To test this hypothesis we will follow the next steps

  1. We create two summary statistics that represent the difference between net diversifications for hidden state A and hidden state B respectively: \(T_A= (\lambda_{0A}-\mu_{0A})-(\lambda_{1A}-\mu_{1A})\) and \(T_B= (\lambda_{0B}-\mu_{0B})-(\lambda_{1B}-\mu_{1B})\).

  2. We plot these two test statistics and check if zero crosses these posterior distributions

  3. Formally we calculate the quantile that 0 represents for \(T_A\) y \(T_B\). This means that we are calculating if \(P(T_A>0 \textrm{ or }T_A<0)\), if this probability is greater than 0.05 this means that 0 and 1 are not different for state A or state B.

Figure 3. Look the result of this HiSSE for one of my examples of poricidal anthers. In (A) we have that the posterior distributions of the net diversifications for the four states. In (B) we have the summary statistics \(T_A\) y \(T_B\), where zero clearly crosses the distributions, showing that 0 and 1 are not different in diversification. This is equivalent to adjust the CID-2 model. Results from: Russell, Zenil-Ferguson, et al. 2024.

Important reads!

  • BiSSE and type I error: Rabosky, D.L. and Goldberg, E.E., 2015. Model inadequacy and mistaken inferences of trait-dependent speciation. Systematic biology, 64(2), pp.340-355.link

  • HiSSE and CID: Beaulieu, J.M. and O’Meara, B.C., 2016. Detecting hidden diversification shifts in models of trait-dependent speciation and extinction.
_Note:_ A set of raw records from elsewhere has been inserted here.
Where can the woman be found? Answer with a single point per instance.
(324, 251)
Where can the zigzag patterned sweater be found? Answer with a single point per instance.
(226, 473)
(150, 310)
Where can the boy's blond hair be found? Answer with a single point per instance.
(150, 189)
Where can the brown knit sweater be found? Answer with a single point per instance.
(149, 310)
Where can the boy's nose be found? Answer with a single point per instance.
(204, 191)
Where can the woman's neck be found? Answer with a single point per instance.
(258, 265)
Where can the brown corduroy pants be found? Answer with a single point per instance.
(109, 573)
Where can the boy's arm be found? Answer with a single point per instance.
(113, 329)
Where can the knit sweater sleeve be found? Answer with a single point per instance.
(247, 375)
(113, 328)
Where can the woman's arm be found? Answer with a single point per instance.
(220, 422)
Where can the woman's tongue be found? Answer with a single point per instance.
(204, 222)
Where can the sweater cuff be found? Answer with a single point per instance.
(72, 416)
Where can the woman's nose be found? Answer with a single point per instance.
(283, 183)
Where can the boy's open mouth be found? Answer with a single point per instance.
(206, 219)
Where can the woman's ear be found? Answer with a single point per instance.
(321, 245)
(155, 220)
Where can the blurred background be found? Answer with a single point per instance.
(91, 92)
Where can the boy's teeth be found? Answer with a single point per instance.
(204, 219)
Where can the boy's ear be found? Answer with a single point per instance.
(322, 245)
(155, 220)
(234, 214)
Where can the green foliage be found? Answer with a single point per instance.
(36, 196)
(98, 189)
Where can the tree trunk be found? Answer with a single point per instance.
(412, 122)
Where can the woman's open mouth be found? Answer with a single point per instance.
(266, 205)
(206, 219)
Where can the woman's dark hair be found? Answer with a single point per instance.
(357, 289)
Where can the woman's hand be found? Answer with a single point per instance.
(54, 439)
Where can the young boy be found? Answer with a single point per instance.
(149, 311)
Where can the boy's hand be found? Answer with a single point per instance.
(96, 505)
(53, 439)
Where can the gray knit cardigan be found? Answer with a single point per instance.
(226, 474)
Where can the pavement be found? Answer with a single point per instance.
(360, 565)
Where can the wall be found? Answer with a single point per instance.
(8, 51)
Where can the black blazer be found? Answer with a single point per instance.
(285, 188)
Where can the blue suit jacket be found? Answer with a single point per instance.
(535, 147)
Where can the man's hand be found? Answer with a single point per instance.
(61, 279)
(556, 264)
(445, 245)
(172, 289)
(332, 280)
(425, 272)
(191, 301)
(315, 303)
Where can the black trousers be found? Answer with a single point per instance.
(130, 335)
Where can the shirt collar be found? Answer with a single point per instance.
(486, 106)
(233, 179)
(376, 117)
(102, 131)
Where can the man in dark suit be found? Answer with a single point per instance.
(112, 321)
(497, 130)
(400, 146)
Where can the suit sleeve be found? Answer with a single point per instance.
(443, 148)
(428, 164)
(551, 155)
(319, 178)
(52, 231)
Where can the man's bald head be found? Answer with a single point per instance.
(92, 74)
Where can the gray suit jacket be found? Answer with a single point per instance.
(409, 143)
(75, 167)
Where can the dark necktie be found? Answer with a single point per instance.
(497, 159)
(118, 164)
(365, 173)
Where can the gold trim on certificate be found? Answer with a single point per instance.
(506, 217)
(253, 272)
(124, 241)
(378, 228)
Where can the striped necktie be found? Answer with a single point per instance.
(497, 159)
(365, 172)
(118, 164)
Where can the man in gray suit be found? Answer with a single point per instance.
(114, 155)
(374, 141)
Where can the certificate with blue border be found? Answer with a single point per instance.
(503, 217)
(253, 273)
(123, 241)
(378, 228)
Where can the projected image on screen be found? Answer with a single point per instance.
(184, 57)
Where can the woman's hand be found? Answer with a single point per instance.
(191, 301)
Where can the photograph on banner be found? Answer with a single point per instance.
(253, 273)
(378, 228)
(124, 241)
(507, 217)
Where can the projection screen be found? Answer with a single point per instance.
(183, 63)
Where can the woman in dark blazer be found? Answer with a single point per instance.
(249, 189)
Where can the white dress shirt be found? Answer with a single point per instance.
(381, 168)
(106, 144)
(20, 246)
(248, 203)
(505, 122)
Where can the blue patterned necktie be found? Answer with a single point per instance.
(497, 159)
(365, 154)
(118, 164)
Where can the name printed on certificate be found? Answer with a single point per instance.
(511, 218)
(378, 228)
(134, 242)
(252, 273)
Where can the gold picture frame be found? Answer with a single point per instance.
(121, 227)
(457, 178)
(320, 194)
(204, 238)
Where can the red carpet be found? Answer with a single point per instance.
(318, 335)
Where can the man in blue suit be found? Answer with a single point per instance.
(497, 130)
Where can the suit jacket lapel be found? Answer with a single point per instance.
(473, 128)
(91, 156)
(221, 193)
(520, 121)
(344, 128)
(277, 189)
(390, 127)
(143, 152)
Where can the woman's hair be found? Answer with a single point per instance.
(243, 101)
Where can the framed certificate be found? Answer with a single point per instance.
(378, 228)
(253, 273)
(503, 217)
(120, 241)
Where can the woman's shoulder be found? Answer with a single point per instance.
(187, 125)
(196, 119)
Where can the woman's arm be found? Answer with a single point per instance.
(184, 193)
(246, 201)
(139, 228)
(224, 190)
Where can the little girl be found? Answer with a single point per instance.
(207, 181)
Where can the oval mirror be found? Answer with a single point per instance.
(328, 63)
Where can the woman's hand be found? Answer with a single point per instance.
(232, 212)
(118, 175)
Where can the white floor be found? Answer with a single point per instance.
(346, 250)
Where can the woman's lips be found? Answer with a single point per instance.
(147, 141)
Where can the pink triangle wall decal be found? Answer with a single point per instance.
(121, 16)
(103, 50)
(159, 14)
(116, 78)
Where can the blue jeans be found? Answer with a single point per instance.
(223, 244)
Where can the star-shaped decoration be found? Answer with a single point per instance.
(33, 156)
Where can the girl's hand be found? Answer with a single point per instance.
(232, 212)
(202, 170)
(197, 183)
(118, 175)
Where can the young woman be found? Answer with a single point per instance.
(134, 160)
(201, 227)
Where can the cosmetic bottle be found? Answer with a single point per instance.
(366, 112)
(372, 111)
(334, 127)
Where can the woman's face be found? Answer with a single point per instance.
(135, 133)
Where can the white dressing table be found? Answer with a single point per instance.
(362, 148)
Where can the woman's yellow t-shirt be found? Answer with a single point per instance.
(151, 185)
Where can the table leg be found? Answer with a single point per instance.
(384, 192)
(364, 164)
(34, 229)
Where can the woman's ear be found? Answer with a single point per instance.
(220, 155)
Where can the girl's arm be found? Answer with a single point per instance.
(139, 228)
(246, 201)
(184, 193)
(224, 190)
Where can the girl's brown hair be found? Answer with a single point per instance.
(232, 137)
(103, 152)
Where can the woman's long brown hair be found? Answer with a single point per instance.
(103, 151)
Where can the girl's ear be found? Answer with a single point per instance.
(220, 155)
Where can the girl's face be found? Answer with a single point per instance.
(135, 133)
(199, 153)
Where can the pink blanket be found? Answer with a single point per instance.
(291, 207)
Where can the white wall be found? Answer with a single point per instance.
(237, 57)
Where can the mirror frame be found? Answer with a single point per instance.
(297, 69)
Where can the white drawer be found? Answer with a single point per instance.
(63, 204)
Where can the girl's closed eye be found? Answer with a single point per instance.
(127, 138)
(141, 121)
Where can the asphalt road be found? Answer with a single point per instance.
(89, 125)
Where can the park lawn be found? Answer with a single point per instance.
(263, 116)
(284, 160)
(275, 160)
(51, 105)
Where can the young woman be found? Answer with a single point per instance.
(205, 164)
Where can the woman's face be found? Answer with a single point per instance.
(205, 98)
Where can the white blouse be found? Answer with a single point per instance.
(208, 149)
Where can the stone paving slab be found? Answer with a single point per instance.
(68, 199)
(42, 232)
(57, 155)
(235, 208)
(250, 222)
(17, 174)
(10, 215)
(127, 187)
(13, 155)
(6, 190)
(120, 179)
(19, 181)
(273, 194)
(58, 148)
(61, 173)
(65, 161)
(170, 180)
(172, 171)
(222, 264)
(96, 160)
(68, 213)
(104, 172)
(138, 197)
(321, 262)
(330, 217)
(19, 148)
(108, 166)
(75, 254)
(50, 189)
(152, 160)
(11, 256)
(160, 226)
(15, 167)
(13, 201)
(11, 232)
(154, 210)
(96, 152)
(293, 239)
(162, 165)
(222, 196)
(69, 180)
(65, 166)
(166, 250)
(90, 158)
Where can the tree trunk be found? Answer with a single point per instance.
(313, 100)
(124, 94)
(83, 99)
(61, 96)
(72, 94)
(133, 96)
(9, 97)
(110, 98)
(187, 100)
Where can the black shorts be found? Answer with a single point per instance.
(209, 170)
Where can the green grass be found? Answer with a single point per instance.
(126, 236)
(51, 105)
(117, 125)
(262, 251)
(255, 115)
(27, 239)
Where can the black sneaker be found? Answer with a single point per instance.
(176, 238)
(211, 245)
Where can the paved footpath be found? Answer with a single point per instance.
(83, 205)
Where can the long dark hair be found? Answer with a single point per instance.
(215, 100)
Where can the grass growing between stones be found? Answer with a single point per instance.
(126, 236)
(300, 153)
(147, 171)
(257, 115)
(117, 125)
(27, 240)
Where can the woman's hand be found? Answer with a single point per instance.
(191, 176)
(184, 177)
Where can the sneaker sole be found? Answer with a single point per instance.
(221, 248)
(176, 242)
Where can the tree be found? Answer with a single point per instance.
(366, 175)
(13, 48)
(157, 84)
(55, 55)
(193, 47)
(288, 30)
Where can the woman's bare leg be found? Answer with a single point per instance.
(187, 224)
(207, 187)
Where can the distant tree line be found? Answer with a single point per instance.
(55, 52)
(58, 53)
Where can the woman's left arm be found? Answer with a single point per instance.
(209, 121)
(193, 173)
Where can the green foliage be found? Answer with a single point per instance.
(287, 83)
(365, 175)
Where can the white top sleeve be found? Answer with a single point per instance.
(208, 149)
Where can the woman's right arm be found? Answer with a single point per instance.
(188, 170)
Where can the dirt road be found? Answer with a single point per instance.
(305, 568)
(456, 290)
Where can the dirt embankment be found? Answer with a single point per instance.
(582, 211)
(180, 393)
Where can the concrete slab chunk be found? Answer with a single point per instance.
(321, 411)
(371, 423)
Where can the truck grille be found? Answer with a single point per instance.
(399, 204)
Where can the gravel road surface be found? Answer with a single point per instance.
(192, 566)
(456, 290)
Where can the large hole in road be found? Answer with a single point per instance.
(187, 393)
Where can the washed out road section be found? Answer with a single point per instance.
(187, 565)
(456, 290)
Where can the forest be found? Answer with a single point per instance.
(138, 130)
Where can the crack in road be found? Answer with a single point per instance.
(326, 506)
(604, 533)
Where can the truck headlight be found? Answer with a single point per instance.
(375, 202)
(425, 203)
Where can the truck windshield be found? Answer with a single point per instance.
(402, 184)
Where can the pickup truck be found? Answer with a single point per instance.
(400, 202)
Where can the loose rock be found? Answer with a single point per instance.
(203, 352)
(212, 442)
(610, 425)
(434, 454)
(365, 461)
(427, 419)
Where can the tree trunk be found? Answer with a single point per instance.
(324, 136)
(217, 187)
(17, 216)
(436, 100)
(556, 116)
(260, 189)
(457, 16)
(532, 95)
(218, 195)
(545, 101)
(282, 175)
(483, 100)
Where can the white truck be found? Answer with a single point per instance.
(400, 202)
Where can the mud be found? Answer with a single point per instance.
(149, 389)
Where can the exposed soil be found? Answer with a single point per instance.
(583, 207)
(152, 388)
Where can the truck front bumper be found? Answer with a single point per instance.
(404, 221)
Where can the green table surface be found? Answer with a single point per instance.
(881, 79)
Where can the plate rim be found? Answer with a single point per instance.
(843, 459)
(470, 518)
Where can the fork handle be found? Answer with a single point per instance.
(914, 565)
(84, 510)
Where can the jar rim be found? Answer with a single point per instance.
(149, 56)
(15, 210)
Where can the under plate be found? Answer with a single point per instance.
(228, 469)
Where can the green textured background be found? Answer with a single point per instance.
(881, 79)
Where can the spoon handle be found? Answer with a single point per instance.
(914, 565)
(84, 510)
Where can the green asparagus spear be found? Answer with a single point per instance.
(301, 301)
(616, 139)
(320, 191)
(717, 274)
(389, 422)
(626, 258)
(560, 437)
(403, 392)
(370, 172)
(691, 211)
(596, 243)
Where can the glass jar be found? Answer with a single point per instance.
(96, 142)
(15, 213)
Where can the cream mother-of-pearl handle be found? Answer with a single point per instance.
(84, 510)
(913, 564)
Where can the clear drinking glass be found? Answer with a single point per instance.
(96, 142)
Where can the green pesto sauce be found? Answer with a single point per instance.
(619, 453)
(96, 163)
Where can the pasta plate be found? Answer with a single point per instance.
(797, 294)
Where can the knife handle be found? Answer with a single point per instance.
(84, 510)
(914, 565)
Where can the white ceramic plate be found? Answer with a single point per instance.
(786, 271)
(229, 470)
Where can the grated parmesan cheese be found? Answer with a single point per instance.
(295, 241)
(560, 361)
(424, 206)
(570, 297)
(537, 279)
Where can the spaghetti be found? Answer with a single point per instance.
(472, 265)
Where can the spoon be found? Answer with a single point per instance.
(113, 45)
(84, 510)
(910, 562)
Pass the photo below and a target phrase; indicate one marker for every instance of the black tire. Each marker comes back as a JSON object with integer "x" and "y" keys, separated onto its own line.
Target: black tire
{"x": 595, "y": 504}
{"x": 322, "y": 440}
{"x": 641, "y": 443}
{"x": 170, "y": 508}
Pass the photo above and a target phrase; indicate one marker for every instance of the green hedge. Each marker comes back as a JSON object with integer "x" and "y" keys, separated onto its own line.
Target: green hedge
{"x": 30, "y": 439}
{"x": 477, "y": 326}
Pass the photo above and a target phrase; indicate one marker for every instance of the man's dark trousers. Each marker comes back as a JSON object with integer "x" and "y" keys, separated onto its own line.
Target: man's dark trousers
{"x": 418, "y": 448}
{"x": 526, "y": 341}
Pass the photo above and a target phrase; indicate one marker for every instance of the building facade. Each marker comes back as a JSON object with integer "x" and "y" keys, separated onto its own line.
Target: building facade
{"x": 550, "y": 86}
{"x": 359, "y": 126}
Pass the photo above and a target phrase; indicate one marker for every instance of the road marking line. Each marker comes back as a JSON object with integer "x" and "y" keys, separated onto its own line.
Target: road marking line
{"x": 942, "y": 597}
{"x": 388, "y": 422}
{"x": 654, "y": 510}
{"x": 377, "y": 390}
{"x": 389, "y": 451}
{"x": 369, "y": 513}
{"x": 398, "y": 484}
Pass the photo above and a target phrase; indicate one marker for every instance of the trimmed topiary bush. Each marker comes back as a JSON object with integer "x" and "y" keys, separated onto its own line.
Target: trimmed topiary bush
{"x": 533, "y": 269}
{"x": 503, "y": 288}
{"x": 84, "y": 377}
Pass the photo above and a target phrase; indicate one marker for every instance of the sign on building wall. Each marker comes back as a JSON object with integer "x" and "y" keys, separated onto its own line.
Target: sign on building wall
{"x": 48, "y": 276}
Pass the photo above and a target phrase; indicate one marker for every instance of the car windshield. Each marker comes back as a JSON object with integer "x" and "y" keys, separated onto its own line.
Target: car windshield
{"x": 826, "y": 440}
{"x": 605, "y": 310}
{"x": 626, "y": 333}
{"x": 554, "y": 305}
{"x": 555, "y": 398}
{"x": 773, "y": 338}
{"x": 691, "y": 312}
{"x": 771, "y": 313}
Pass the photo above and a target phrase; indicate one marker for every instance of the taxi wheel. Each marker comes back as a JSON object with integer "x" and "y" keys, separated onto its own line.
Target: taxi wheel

Systematic biology, 65(4), pp.583-601.link

  • GeoHiSSE: Caetano, D.S., O’Meara, B.C. and Beaulieu, J.M., 2018. Hidden state models improve state‐dependent diversification approaches, including biogeographical models. Evolution, 72(11), pp.2308-2324.link

  • MuHiSSE and extinction: Zenil-Ferguson, R., McEntee, J.P., Burleigh, J.G. and Duckworth, R.A., 2023. Linking ecological specialization to its macroevolutionary consequences: An example with passerine nest type. Systematic Biology, 72(2), pp.294-306.

  • HiSSE and hypothesis testing in Bayesian: Russell AL, Zenil-Ferguson R, Buchmann S, Jolles DD, Kriebel R, Vallejo-Marin ML. Widespread evolution of poricidal flowers: A striking example of morphological convergence across flowering plants. bioRxiv. 2024:2024-02.